A controversial back-garden development, which will involve demolishing four detached houses in order to build a 61-bed private care home for elderly people, has been given the go-ahead in Sutton Coldfield despite a protest campaign by people living nearby and the local MP.
Birmingham planning committee has given permission for the scheme in Penns Lane, Wylde Green, after being told that refusal would be contrary to Government policy requiring local authorities to provide more high-quality accommodation for people in their 80s and 90s.
The committee’s legal adviser warned the city council would probably lose an appeal, and face substantial costs, if the application was turned down.
Members also approved the construction of 11 four and five-bedroom houses next to the care home on the same site.
The application, by Warwick-based Sandstone Group, was a scaled down version of a previous bid to build a 124-bedroom care home on the land. That proposal was rejected by the committee last year and is to be the subject of an appeal at the end of this month.
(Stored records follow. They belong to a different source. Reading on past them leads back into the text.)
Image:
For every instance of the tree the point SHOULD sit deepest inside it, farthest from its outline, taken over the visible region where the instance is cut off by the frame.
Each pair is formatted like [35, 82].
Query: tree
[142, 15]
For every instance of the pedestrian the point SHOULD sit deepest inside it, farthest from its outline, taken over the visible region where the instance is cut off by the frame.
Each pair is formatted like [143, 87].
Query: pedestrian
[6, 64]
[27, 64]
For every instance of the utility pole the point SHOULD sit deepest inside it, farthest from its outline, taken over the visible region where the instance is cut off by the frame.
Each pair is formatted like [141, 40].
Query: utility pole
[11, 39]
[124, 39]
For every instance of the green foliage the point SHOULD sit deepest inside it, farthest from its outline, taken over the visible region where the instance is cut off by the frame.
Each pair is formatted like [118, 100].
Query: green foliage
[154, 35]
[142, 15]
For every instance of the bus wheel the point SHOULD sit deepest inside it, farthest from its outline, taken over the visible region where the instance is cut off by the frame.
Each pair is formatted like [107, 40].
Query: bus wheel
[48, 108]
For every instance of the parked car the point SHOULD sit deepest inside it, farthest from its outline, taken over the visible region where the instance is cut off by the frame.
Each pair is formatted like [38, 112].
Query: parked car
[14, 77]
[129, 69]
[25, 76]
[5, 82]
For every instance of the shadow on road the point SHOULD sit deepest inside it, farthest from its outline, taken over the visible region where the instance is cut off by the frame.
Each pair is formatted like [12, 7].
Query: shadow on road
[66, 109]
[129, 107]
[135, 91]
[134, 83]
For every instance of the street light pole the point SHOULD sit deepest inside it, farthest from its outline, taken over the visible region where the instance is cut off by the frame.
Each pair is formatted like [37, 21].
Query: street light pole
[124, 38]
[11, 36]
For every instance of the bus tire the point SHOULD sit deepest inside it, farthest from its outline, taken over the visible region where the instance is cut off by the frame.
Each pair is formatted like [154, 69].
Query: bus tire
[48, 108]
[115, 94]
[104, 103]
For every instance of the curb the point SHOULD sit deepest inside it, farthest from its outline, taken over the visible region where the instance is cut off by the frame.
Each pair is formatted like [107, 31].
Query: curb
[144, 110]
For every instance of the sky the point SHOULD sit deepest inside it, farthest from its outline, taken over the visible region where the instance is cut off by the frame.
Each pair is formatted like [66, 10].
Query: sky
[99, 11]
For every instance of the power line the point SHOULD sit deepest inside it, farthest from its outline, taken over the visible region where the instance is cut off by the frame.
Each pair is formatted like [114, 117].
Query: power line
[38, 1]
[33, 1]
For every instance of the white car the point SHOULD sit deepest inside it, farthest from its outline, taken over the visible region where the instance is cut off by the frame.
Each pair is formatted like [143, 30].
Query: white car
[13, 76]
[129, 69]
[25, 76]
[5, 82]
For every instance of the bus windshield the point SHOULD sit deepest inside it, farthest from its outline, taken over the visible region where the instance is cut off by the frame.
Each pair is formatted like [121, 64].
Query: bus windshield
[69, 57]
The council received almost 100 letters of objection to the latest proposal along with two petitions from local residents, who were supported by Sutton Coldfield MP Andrew Mitchell.
Their objections were based on the amount of additional traffic likely to be generated on Penns Road, noise and disturbance from the care home, over-development of a small site and inadequate parking arrangements.
Sutton councillor Margaret Waddington, who voted against the application, said there were more appropriate sites in Birmingham for a care home.
Coun Waddington (Con Sutton Trinity) added: “Maybe a care home is needed in Sutton Coldfield, but this is not the place.
“Penns Lane is an extremely fast road and this will cause serious traffic problems. The proposal is completely out of keeping with the surrounding area.
“And with 60-odd old people flushing their loos every hour, I don’t know how Severn Trent can say there is no problem with the drainage.”
Committee chairman Peter Douglas Osborn admitted residents were concerned about the loss of four “beautiful” houses, which will be knocked down to make way for the care home and new housing. But that was not a matter over which the council had any control.
He recognised concerns about additional vehicles on the roads from families occupying the new houses, but did not believe this would warrant rejecting the application.
A written report by council planning officers concluded: “The scheme provides a care home and 11 family houses. It is recognised, by the Government, that there is an established need for both of these land uses and that national planning guidance gives this a high priority.
“There is an established need for further quality care homes in the area which can provide a range of services within a modern facility. It is also recognised that national guidance strongly advises against asking for more on-site car parking than the applicant considers necessary.”
The report adds: “The proposed care home is larger than most other plot sizes and footprints of buildings in the area. However, it has been designed in such a way that there are several recesses and projections in the elevations to break up its scale and massing.
“As such, it would be more in keeping with the character of the area than the previously refused scheme.”
John Culligan, assistant director of planning, said: “We feel that this scheme has been very carefully designed to fit in with the character of the surrounding area. I wouldn’t be optimistic about our chances of successfully defending a refusal at an appeal.”